Qual é a sua opinião sobre os benefícios e a sustentabilidade do investimento chinês na RDC e em toda a África?
Existem grandes empresas chinesas de recursos naturais responsáveis com as quais trabalhamos lado a lado na RDC. São investidores reais, de longo prazo e comprometidos, que têm clareza sobre os retornos e a avaliação e querem participar, juntamente com o governo, do valor que criam, assim como nós. Ao mesmo tempo, há outras que têm uma abordagem mais empreendedora aos negócios, em detrimento de um leque significativo de partes interessadas. No entanto, esta abordagem não se limita, obviamente, às empresas chinesas. Existe uma parceria natural entre o mundo asiático emergente e a base de capital ocidental, e a RDC é o destino perfeito para isso. A RDC é o eixo da África do futuro em muitos aspetos – é central, é dotada de uma grande variedade de recursos naturais e tem potencial para ser o motor energético do continente africano, com pessoas trabalhadoras e empreendedoras. No entanto, África precisa de fazer um balanço, juntamente com as agências internacionais, sobre como atrair capital adicional e incentivar a assunção de riscos na forma de exploração e I&D para continuar a fazer crescer as indústrias mineiras e outras indústrias de recursos do continente. Os investidores reconhecem que têm de assumir riscos, mas, ao mesmo tempo, os governos devem permitir que eles participem nas recompensas que os seus investimentos trazem. Os doadores e patrocinadores tradicionais dos mercados emergentes têm enfrentado recentemente os seus próprios desafios económicos – temos visto uma desaceleração na capacidade tanto do Banco Mundial como do FMI, por exemplo. A mineração às vezes cai em desuso junto da população em geral em todo o mundo, mas o setor é parte integrante do desenvolvimento económico.
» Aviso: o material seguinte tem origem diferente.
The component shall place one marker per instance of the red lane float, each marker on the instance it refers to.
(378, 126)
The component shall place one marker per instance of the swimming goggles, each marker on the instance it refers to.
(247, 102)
Como espera que a indústria mineira como um todo evolua em relação a grandes fusões, como a recente transação entre a Randgold e a Barrick?
Os investidores de nicho estão a tornar-se escassos; os mecanismos de investimento são muito mais globais e significativamente maiores do que eram há 10 anos. Uma empresa pública que deseja acessar dinheiro público precisa ser mais relevante ou será empurrada para um ETF – isso é fatal para startups e empresas juniores, pois se trata de um investidor amorfo que não pode ser especificado. A consolidação precisa continuar em diferentes níveis e nós, como indústria, precisamos garantir que continuemos relevantes e ofereçamos aos investidores a oportunidade de colher recompensas. Mesmo com o ajuste de preço em 2012, o ouro superou todos os outros metais nesse período e, como componente patrimonial dessa indústria, não fizemos um bom trabalho em transferir esse forte preço do ouro para um retorno mais alto para os nossos investidores.


Tem alguma mensagem final para os atuais investidores e potenciais novos participantes interessados na RDC?
Não viemos paraa RDC apenas para desenvolver Kibali, embora tenha sido um sucesso notável em todos os aspetos. Foram necessários nove anos de investimento para chegarmos a um estágio em que podemos começar a reembolsar o capital. Continuamos a investir em novas oportunidades na RDC. Para que a RDC assuma uma posição de liderança na indústria mineira africana, será necessário atrair investimentos significativos. É o local ideal para grandes empresas como a Barrick, e será um grande marco quando outras multinacionais chegarem. Isso é certamente algo que o novo presidente tem em vista.